After helping to augment her political power, with machinations in which he willingly participated, Haksar was to realise that such forces could take a life of their own. And that life in politics, as elsewhere, was contingent on the moorings and motivations of many other individuals who may or may not fall in your orbit.
Sanjay Gandhi was one such individual and his political ambitions, fuelled by a sympathetic mother in power became too knotty for Haksar’s craft. It is here that Ramesh’s protagonist experienced a fall from lofty heights. Even though he served on the then powerful Planning Commission, Haksar’s family suffered greatly in the onslaught of the suspension of civil rights in India, known as the Emergency. Ramesh remains coy about these hardships, indicating a book penned by Urmila Haksar, which makes for “sordid reading”.
The problem with Ramesh remains that he cannot satisfactorily conclude how best to talk about Haksar. He repeatedly reminds us that Haksar had strong Leftist moorings, evinced easily from a huge set of evidence at the book’s disposal, but admires that the latter was never an ideologue. Ramesh finds Haksar’s complete faith in the commanding heights of the economy to be ‘antediluvian’ and separates the good in Haksar’s work from the bad.
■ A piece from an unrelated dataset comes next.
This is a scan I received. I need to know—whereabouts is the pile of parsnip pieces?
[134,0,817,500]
The bad unsurprisingly, is Haksar’s reluctance to let private players have a free rein in the manufacture of certain items. While the book repeatedly reminds us that this was a different time and its pulls and pressures were intrinsically of that time, on the question of Congress socialism (far more Keynesian) Ramesh is ambivalent.
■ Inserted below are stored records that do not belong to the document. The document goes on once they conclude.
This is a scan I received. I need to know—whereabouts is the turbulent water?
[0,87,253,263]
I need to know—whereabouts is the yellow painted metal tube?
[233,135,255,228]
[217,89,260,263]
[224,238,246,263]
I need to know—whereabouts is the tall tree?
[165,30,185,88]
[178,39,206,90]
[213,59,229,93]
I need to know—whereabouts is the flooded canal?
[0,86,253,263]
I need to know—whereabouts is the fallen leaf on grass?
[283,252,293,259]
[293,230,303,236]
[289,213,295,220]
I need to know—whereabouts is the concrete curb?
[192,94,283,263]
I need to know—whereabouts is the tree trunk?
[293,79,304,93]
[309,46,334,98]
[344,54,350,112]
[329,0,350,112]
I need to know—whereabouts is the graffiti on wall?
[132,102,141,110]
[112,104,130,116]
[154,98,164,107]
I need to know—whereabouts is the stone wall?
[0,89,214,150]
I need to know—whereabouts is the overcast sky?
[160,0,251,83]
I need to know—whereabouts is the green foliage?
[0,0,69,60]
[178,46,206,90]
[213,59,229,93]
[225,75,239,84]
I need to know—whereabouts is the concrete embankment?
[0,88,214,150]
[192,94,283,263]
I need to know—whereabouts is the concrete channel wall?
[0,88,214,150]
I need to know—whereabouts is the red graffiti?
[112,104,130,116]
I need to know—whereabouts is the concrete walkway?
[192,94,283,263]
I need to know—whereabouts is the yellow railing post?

The other problem is that the idea of ‘intertwining’ allows Ramesh an easy metaphor that neither can be held responsible for their actions. Haksar, and this can be seen within the narrative of the book, played his part in centralising power in the Congress Party and promotion of a seemingly enclosed clique in Delhi’s bureaucratic circles. He did not do so with the intention as such, but his lament in later years of what happened is letting him off too generously. The influential and powerful, as Haksar was indeed, must be probed for all their follies.